2021 was an explosive year for equity release. It saw a borrowing boom in the sector of 24%, with annual lending growing year-on-year from £3.86 to £4.8 billion to decidedly wipe out the record previously set in 2018 of £3.94bn.
These are some fascinating, and at times startling, figures from the Equity Release Council (ERC) – last year, up to £13 million was unlocked from properties each day. Such appetite in the LTM market could be said to follow the unrelenting escalation of house prices in recent times, with older homeowners able to reap the benefits of greater home equity.
The data indicates that house prices will continue to head heavenward. This, combined with the greater flexibility afforded by the ERC’s latest product standard requiring all equity release providers to allow customers to make penalty-free repayments on their loans, would suggest equity release will become an increasingly attractive option for many.
What does this borrowing boom mean for lenders?
Such dizzying growth means the lifetime mortgage sector finds itself at an equally exciting and complex juncture.
Modelling lifetime mortgages is already a knotty and exacting process; it’s an asset class naturally demanding more complex risk analysis as projections must be calculated far further into the future.
Now, with higher volumes of more complex asset classes and loan books, there are therefore more permutations of factors that could pose a challenge – such as mortality, drawdown, prepayment and house prices – and as things stand, the basic requirements of how to manage those risks under the Bank of England are only a bare minimum.
The question on everyone’s lips then, is how is this growth sustainable? How can the banking sector keep up this lending boom in a prudent and controlled way?
Out with the old
It’s a question we’ve concerned ourselves with here at MIAC, as we continue to focus on the challenges, risks and opportunities for innovation within this blossoming market.
Our answer?
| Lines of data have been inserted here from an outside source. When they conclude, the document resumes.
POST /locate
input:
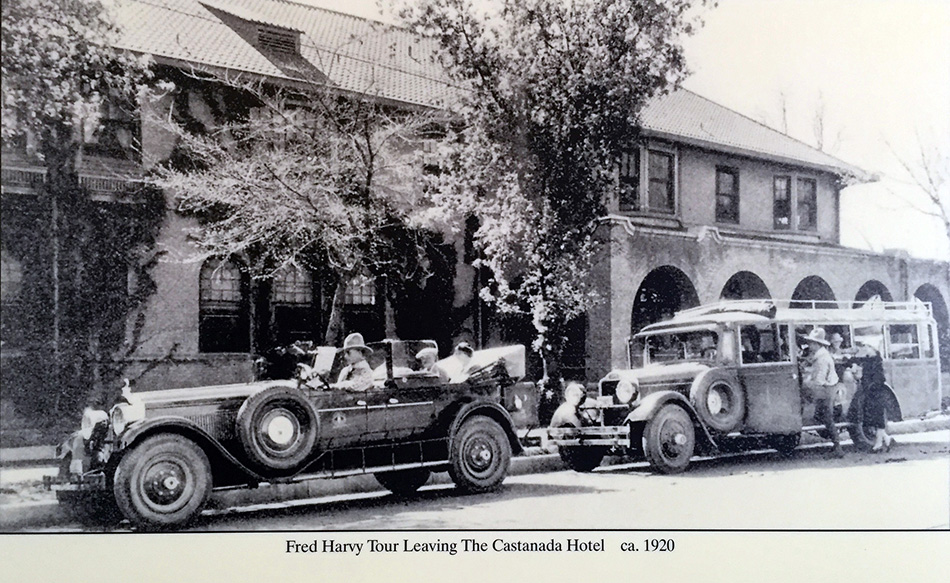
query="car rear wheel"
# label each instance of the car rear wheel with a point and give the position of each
(403, 482)
(669, 440)
(480, 455)
(163, 482)
(277, 428)
(582, 459)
Innovating the methods of loan book management. Historically, the solutions to data management, reporting and analytics for long term exposures have taken spreadsheets as their basis. Recourse to these spreadsheet models for risk analysis has been the standard approach for many lenders for many years, but this is both an unscalable and time and resource-intensive solution.
The spreadsheet is not at home with multiple user engagement or more intuitive integration; it is not a tool designed to hold reams of information, and because of that, it’s prone to human error and diminished accuracy.
This isn’t to say that the merits of the spreadsheet are insignificant, but rather in the face of increasingly complex loan books and a sudden boom in demand that could risk bottleneck, there must be a more intelligent way to understand risk. And there is.
In with the new
Where to, then? An end-to-end database system, where data can be inputted in a variety of ways and formats and pumped out into comprehensive yet digestible reports for use across different corners of a business.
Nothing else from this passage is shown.